Here at Kubatana, we are enough of politicians fiddling whilst Zimbabweans starve. Our current electronic activism campaign encourages people to get in touch with the offices of the President and the Prime Minister designate to urge them to stop stalling and start governing.

Getting contact information for the President’s office, though, was no easy matter.

First off, when I used the numbers in the telephone directory, as soon as I asked for contact information they’d transfer me to the Ministry of Information. No wonder Zanu PF wants to keep control of the Ministry of Information. It would be too hard to reconfigure all the telephone lines to separate them from the numbers for the President’s office!

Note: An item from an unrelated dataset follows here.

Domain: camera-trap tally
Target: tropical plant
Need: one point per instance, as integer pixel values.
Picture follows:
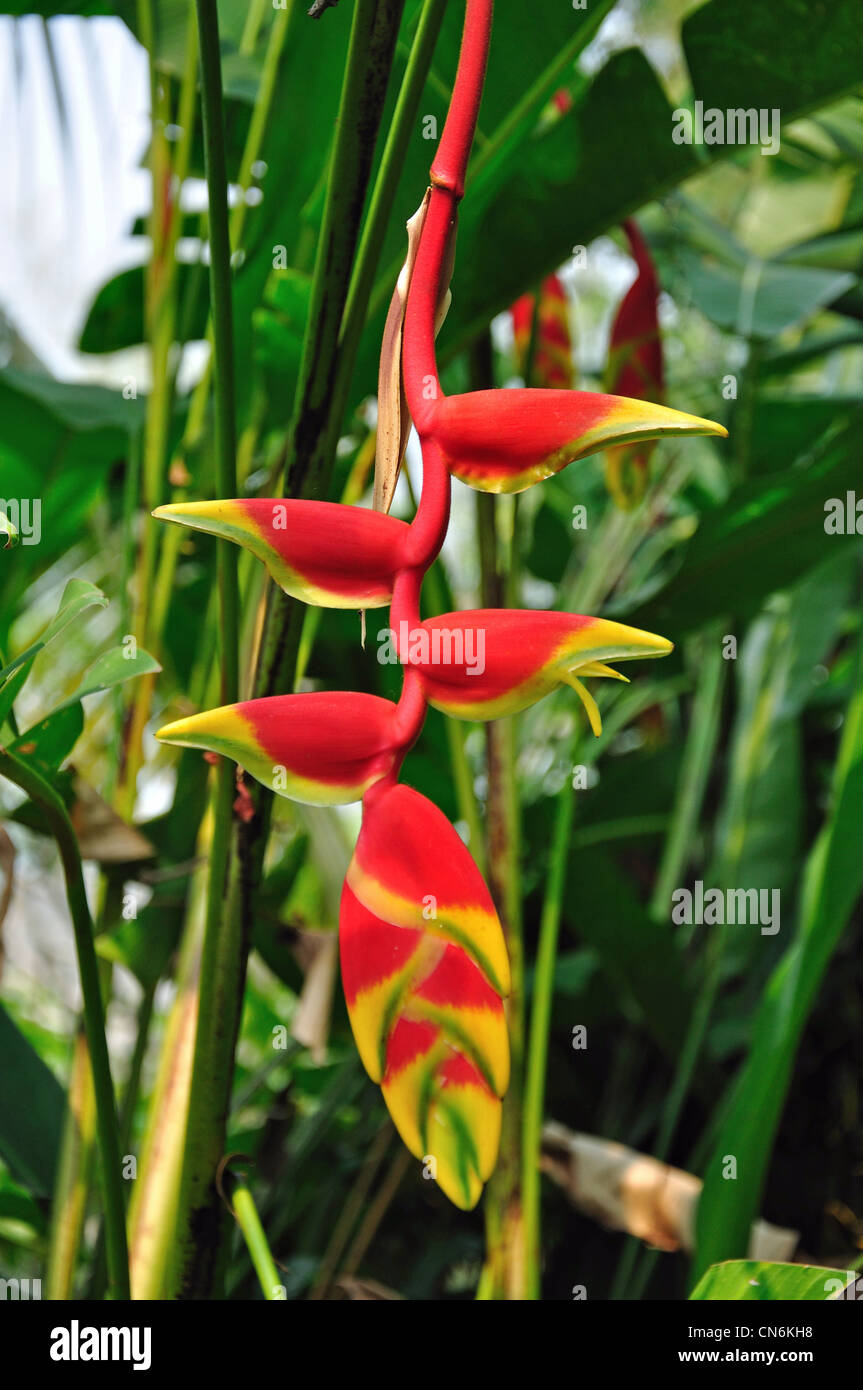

When I finally got through to the right person, I asked for their email address. I could hear the receptionist shouting across the office to one of her colleagues –

“These people want our email address. Can I give it?” She asked.

“Which people?” Her colleague asked.

“These people on the phone. They’re calling from Harare. They want the email address for our office. Can I give them?”

“Who are they?”

“They’re on the phone.”

“What do they want?”

“They want our email address can I give them?”

“No. Don’t give them our email address. We don’t know who they are.”

The whole exchange reminded me an awful lot of trying to get Zanu PF’s email address.

She then came back on the line and told me they weren’t on email so she couldn’t give me the email address. So I asked for fax number. She said the fax was down. So if I have an urgent message for the President’s office? How am I meant to get it to them? She told me to phone the Ministry of Information.

It took four more phone calls and uncountable inter-office transfers for them to eventually give me their fax number – and to get them to give me a fax tone when it rang.

This is exactly what needs to change in the new Zimbabwe. As much as we need government to start governing again, this must be a New government, with a new attitude about itself and its responsibilities to the people, and a new approach towards listening to Zimbabweans and responding to what we want.

Fax the President’s office on +263 4 251641 and let them know that you want a new government – and you want it now.